「ステイホーム」から「ステイホームタウン」へ
【県】 三日月大造知事は5日、大津市京町4の県危機管理センターで実施した「滋賀県新型コロナウイルス感染症対策本部第14回本部員会議」で、11日以降の県の緊急事態措置について段階的に緩和していく方針を示しつつ、県独自の感染拡大防止対策として県内外に「『ステイホーム』から『ステイホームタウン』へ」と呼びかけた。
三日月知事は、4月に国の緊急事態宣言が全国に出されて以降、県内での外出やイベント開催の自粛、店舗や施設への休業要請に一定の効果があり、県内での感染者数の減少や指定医療機関のベッド数にも7割程度の空床が確保できるようになってきたことを評価しつつ、「近隣府県には国が特定警戒都道府県に指定した大阪、京都、岐阜、愛知などの自治体があり、県境を越えた人の流入が懸念されることから、県としても独自に準特定警戒都道府県としての措置を講じる必要がある」とし、きょう10日までを広義のゴールデンウイークとしてこれまでの措置を維持、明日11日から新たな緊急事態措置を実施することを発表した。

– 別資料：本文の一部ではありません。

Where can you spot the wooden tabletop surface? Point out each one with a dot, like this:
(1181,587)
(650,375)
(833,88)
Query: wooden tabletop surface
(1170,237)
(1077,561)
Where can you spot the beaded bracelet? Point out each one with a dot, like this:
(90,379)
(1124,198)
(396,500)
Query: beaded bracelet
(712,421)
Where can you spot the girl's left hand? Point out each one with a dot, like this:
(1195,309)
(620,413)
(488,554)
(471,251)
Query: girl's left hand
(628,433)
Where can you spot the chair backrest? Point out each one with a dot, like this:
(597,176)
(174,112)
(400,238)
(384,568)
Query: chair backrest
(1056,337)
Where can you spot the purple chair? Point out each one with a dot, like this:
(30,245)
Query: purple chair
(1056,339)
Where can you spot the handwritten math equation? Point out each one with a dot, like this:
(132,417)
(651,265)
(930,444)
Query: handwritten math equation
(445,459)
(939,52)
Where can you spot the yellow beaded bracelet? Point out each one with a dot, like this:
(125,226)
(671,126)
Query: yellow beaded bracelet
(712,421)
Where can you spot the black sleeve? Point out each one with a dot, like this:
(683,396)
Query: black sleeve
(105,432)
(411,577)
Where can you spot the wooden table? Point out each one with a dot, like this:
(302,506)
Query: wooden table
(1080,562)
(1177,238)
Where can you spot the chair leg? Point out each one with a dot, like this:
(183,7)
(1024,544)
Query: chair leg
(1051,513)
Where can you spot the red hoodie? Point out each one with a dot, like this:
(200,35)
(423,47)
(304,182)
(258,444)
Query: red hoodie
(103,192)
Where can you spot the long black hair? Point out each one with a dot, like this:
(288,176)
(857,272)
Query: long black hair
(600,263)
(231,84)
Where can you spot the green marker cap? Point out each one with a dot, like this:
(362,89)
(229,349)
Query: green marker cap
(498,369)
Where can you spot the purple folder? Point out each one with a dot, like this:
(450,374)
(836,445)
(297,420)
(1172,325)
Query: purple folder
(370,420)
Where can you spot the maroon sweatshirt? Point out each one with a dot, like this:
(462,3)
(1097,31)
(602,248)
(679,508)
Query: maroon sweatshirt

県によると、外出自粛要請の方針はこれまで「原則として居宅から外出しない」としてきたものを「滋賀1/5(ごぶんのいち)ルールを実践し、外出の際は感染症対策を徹底」へ変更する。さらに、基本的に県をまたいだ移動や繁華街の接待を伴う飲食店などへの外出自粛は継続し、新たに▽「家」でよし=毎朝の検温、家での休養など▽「外」でよし=ソーシャルディスタンスの確保、症状がなくてもマスクの着用や咳エチケットの徹底など▽「社会(滋賀)」よし=他府県への旅行や帰省の自粛、県の感染情報を毎日共有など――とする「滋賀らしい生活三方よし」を提唱している。
また、イベントについては、最大参加人数50人以下で歌唱や近距離での会話を伴わない小規模イベントは、適切な感染症防止対策を講じることで開催自粛の対象から除かれることになる。
施設の使用制限については、遊興施設などは引き続き自粛を求める一方で、大学や学習塾といった文教施設、博物館等、県独自に要請している敷地面積1000平方メートル以下の施設は11日から、その他の施設については専門家会議の評価、県の感染状況や近隣府県の措置、業種ごとの感染拡大予防ガイドラインの作成状況などを踏まえて段階的に緩和していく。
県では、緊急事態措置の緩和の結果、再び感染の拡大傾向が認められる場合には、「必要に応じて10日までと同様の措置をとる」としている。県の緊急事態措置に関する問い合わせは平日の午前9時から午後5時の時間帯に同措置コールセンター(TEL077―528―1344)へ。